Pemayung.id – Di tengah krisis lingkungan yang semakin mengancam, WALHI sebagai organisasi lingkungan hidup terbesar di Indonesia, akan memilih pemimpin barunya untuk periode 2025-2029. Salah satu calon yang mencuat adalah Tubagus Soleh Ahmadi, yang datang dengan “cetak biru” perjuangan yang utuh dan membumi. Visi ini tak sekadar janji, melainkan empat pilar fundamental yang dirancang untuk mengembalikan kedaulatan rakyat atas lingkungan. Mari kita bedah empat pilar ini yang bisa jadi menjadi landasan perjuangan WALHI di masa depan.
1. Pilar Kedaulatan Rakyat atas Lingkungan: Kembali ke Akar Perjuangan
Pilar pertama ini adalah jantung dari seluruh visi. Tubagus Soleh Ahmadi ingin mengembalikan hak pengelolaan lingkungan kepada masyarakat melalui Wilayah Kelola Rakyat (WKR). Konsep ini bukan hal baru, tapi sangat relevan. WKR adalah upaya konkret untuk menghentikan perampasan lahan yang dilakukan oleh korporasi besar atau proyek pemerintah yang tidak bertanggung jawab. Dengan WKR, masyarakat adat dan komunitas lokal memiliki “kekuasaan” untuk menentukan nasib lingkungan mereka sendiri, menjaga keberlangsungan alam, dan memastikan kesejahteraan mereka tidak tergerus oleh kepentingan ekonomi.
2. Pilar Perlawanan terhadap Proyek Rakus: Berani Melawan Arus
Indonesia, dengan kekayaan alamnya yang melimpah, sering kali menjadi target “proyek rakus” yang hanya mengejar keuntungan jangka pendek.
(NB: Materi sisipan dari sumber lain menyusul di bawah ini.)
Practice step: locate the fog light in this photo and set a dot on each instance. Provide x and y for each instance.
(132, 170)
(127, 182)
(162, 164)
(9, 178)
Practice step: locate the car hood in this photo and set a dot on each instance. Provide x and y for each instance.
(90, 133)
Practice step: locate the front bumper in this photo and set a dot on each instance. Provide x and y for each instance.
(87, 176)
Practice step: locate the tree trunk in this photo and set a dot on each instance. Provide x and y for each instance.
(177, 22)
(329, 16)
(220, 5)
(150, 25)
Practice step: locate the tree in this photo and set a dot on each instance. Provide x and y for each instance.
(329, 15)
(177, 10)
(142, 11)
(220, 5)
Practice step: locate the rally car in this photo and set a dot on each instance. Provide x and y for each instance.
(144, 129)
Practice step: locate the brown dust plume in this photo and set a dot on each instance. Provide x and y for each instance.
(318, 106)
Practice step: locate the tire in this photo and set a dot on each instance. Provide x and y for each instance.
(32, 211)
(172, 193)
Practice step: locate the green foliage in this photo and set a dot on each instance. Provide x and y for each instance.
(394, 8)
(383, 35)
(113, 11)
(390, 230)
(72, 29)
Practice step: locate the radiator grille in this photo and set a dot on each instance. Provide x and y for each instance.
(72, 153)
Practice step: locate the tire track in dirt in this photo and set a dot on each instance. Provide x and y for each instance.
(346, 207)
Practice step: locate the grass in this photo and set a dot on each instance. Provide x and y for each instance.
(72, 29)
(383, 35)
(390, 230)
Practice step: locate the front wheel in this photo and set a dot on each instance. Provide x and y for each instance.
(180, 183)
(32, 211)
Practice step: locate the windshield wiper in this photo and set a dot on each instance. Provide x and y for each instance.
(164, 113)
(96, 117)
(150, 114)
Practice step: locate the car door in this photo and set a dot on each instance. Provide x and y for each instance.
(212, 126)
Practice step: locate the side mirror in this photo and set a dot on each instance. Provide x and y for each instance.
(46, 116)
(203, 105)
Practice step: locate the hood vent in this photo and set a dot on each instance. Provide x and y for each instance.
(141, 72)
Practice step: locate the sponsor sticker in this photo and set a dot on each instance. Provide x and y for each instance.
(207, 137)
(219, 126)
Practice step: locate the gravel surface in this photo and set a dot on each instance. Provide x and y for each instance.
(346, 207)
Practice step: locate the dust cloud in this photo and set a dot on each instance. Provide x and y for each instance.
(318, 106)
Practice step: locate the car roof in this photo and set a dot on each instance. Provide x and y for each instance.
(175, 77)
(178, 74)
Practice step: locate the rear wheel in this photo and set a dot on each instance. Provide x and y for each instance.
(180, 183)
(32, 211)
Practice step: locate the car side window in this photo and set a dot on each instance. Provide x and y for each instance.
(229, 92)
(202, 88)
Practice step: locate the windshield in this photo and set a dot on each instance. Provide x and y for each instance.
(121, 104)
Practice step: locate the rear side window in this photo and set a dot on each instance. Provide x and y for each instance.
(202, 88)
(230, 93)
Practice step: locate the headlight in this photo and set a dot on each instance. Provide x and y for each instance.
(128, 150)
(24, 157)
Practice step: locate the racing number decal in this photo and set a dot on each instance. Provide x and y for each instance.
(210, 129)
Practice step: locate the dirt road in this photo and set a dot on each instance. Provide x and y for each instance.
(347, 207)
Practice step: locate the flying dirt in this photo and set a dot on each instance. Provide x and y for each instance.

Proyek tambang, perkebunan monokultur, dan pembangunan infrastruktur yang tak peduli lingkungan adalah contoh nyatanya. Pilar kedua ini adalah komitmen untuk menghadang dan menghentikan proyek-proyek merusak tersebut. Ini adalah perjuangan yang menuntut keberanian, sebab ia berhadapan langsung dengan kekuatan modal dan kebijakan yang seringkali tidak berpihak pada lingkungan.
3. Pilar Perlindungan Aktivis dan Keadilan Gender: Memperkuat Barisan
Perjuangan lingkungan tidak lepas dari risiko. Banyak aktivis yang mengalami intimidasi, kriminalisasi, bahkan kekerasan. Visi ini menempatkan perlindungan bagi para pembela lingkungan sebagai prioritas utama. Lebih dari itu, pilar ini juga menyoroti peran penting perempuan sebagai garda depan perjuangan. Perempuan, yang sering kali menjadi korban pertama dari kerusakan lingkungan, justru memiliki peran sentral dalam menjaga ekosistem dan melestarikan kearifan lokal. Dengan menempatkan keadilan gender sebagai bagian dari perjuangan, cetak biru ini memperkuat barisan WALHI dari dalam.
4. Pilar Ekonomi Berkelanjutan: Jalan Menuju Mandiri dan Adil
Terakhir, perjuangan lingkungan tidak akan lengkap tanpa solusi ekonomi yang berkelanjutan. Pilar ini menawarkan jalan keluar dari ekonomi ekstraktif yang merusak dengan mendorong pertanian agroekologi dan energi terbarukan berbasis komunitas. Pertanian agroekologi memastikan pangan yang sehat dan tanah yang subur, sementara energi terbarukan berbasis komunitas memungkinkan desa-desa untuk mandiri tanpa harus merusak alam. Ini bukan hanya soal ekonomi, melainkan juga soal membangun kemandirian, keadilan, dan keseimbangan antara manusia dan alam.
Secara keseluruhan, keempat pilar ini merangkum sebuah “manifesto perlawanan” yang tidak hanya kritis, tetapi juga menawarkan solusi konkret. Cetak biru ini, jika berhasil diwujudkan, bisa menjadi tonggak penting bagi WALHI dalam menghadapi tantangan lingkungan yang semakin kompleks di masa depan.